Creationism and intelligent design

I mentioned groups who are opposed to modern science. They are often known as “creationists” and “intelligent design” advocates, although these terms are somewhat unfortunate, because otherwise they would describe many people like me. While some these writers may have some useful insights, I personally am not a fan of them. I won’t go into the technical reasons here. For me, the basic issue is that I can’t accept their fundamental premise that science and religion must be at war.

Why would God create a world governed by elegant natural laws, and yet be displeased if we discover some of these laws? Why would God bless us with an astonishingly high level of intelligence, if he doesn’t intend for us to use that intelligence to understand the natural world around us? Why say “God did it,” but then place all the grand questions of our existence off-limits to human inquiry? Do these groups really prefer a deity of caprice and mystery? Would such a being even be worthy of our reverence or obedience?

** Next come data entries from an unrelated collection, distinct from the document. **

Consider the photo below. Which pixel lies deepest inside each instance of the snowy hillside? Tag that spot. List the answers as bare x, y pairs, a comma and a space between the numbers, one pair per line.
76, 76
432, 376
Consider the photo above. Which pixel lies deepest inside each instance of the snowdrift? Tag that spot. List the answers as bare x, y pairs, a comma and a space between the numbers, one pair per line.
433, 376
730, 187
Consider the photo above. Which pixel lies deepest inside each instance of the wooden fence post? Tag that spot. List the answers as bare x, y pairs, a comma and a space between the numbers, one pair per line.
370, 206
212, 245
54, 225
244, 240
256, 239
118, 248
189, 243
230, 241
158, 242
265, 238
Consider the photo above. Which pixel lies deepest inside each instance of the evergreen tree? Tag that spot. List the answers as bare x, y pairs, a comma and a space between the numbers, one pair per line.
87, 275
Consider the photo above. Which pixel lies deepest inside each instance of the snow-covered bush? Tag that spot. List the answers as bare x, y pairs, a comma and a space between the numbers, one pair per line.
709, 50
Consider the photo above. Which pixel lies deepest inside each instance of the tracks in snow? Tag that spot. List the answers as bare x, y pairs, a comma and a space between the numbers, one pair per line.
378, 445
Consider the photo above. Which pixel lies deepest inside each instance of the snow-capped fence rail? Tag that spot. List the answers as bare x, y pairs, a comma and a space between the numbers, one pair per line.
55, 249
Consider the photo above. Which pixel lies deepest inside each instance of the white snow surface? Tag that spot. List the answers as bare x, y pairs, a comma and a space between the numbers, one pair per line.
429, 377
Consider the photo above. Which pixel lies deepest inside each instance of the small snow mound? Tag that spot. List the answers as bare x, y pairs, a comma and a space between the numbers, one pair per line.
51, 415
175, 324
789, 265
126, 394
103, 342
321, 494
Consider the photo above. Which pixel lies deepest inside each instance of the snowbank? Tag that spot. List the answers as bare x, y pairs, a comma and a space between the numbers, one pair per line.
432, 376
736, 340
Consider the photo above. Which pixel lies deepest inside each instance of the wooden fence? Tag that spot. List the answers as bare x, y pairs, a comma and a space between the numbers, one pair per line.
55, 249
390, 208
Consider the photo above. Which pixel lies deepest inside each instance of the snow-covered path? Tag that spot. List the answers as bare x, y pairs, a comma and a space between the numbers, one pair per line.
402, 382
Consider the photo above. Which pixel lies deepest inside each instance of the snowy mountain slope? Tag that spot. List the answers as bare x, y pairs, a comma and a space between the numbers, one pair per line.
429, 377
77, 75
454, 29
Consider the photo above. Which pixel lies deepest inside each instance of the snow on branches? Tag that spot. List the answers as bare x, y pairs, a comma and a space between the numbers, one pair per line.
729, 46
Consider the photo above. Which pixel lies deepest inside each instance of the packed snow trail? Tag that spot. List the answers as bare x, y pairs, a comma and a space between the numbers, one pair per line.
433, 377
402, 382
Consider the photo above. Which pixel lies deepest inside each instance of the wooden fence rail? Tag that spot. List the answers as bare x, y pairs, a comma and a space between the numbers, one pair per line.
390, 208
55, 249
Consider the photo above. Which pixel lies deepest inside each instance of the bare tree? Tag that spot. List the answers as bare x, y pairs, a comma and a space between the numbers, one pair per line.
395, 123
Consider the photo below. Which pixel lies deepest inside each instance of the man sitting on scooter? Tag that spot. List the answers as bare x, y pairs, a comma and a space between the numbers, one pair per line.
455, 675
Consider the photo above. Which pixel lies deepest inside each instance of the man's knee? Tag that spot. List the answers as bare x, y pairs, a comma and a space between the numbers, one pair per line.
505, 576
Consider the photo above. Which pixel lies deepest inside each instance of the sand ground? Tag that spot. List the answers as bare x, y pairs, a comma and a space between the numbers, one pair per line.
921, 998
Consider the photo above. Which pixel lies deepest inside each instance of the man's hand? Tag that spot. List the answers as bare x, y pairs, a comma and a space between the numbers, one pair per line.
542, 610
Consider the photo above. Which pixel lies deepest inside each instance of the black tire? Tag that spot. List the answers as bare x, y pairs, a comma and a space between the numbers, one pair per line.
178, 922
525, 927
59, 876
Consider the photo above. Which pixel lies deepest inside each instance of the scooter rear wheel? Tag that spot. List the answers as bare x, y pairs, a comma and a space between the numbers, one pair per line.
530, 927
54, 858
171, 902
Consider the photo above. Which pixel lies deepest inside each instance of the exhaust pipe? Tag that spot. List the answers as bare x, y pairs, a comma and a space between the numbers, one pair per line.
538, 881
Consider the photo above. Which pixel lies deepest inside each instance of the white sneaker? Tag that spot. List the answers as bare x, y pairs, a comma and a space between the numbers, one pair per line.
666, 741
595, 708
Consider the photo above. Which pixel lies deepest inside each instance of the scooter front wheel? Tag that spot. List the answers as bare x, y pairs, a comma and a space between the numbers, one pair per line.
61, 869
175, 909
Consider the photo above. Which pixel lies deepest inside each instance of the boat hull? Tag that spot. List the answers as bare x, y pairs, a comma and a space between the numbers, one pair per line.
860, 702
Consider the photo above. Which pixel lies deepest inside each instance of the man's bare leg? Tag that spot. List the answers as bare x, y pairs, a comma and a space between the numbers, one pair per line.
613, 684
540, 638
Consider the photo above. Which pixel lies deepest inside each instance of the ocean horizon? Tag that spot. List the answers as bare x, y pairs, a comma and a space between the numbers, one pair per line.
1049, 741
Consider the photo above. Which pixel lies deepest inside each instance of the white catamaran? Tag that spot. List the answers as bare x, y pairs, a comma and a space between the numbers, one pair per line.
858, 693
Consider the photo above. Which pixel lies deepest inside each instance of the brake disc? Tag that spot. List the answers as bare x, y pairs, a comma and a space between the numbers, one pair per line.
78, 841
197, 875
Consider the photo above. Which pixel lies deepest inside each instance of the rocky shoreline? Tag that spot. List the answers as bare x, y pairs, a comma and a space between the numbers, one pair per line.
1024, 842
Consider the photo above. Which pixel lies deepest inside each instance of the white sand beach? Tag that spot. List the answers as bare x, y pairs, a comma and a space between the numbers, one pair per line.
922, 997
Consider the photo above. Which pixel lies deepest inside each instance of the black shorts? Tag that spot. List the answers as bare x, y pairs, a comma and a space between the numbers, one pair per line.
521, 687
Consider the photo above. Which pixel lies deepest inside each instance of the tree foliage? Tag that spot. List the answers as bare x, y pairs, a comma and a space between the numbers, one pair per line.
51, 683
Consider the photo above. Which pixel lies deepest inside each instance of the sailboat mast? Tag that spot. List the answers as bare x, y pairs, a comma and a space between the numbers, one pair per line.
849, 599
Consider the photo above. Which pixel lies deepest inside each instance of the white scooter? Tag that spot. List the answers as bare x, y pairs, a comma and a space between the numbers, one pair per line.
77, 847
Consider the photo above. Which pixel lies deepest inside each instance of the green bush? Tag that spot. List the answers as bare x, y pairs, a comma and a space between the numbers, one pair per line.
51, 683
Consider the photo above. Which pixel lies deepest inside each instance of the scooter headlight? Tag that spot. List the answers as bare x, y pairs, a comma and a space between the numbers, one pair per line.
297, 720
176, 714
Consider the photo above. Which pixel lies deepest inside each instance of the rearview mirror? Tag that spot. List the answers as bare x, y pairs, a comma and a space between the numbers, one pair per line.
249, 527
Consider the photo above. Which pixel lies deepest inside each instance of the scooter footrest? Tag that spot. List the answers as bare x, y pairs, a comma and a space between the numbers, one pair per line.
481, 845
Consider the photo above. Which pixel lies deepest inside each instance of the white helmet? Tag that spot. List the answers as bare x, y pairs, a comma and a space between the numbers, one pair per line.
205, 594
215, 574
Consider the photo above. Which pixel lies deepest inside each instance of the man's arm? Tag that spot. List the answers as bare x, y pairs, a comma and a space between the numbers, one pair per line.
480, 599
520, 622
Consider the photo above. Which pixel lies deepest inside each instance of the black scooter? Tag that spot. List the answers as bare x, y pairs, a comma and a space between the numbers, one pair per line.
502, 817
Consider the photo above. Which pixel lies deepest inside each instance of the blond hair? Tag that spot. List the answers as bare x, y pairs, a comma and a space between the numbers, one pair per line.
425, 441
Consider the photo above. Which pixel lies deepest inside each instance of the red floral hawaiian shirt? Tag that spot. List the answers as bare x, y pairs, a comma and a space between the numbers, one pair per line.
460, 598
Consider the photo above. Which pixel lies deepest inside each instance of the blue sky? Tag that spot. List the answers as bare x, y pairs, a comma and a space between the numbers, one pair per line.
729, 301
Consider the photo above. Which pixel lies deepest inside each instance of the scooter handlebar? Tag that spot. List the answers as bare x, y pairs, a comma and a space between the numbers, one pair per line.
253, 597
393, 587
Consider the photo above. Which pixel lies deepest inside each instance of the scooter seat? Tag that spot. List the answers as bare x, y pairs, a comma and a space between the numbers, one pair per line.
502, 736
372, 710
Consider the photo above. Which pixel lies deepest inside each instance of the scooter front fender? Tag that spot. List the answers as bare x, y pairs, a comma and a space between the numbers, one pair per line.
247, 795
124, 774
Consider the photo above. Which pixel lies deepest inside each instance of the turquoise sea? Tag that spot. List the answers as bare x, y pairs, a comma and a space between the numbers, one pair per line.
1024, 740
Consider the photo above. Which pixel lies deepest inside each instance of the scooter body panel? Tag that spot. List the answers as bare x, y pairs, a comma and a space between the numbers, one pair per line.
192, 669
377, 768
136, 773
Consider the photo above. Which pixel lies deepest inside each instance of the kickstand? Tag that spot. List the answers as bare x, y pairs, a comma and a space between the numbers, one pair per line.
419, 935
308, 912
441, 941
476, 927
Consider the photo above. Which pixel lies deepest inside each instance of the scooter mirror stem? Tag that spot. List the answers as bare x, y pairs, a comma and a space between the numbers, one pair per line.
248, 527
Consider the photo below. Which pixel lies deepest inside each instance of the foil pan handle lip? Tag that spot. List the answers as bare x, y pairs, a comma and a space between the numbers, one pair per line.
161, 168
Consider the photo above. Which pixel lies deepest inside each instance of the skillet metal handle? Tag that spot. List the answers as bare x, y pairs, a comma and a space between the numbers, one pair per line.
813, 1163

The last straw for me is the notion, taught by some of these writers, that the world may appear to be very old and governed by natural laws, but this is merely because God created the world to look this way. In other words, when we analyze a rock, using the latest state-of-the-art equipment, it may appear to be millions of years old, but it really isn’t. Or when we view a distant galaxy in a telescope, those photons may look like they came from a galaxy millions of light-years away, but they really aren’t. In short, these groups teach, in effect, that God is a Great Deceiver. This goes against everything I believe, including “the glory of God is intelligence, or, in other words light and truth.” [D&C 93:36].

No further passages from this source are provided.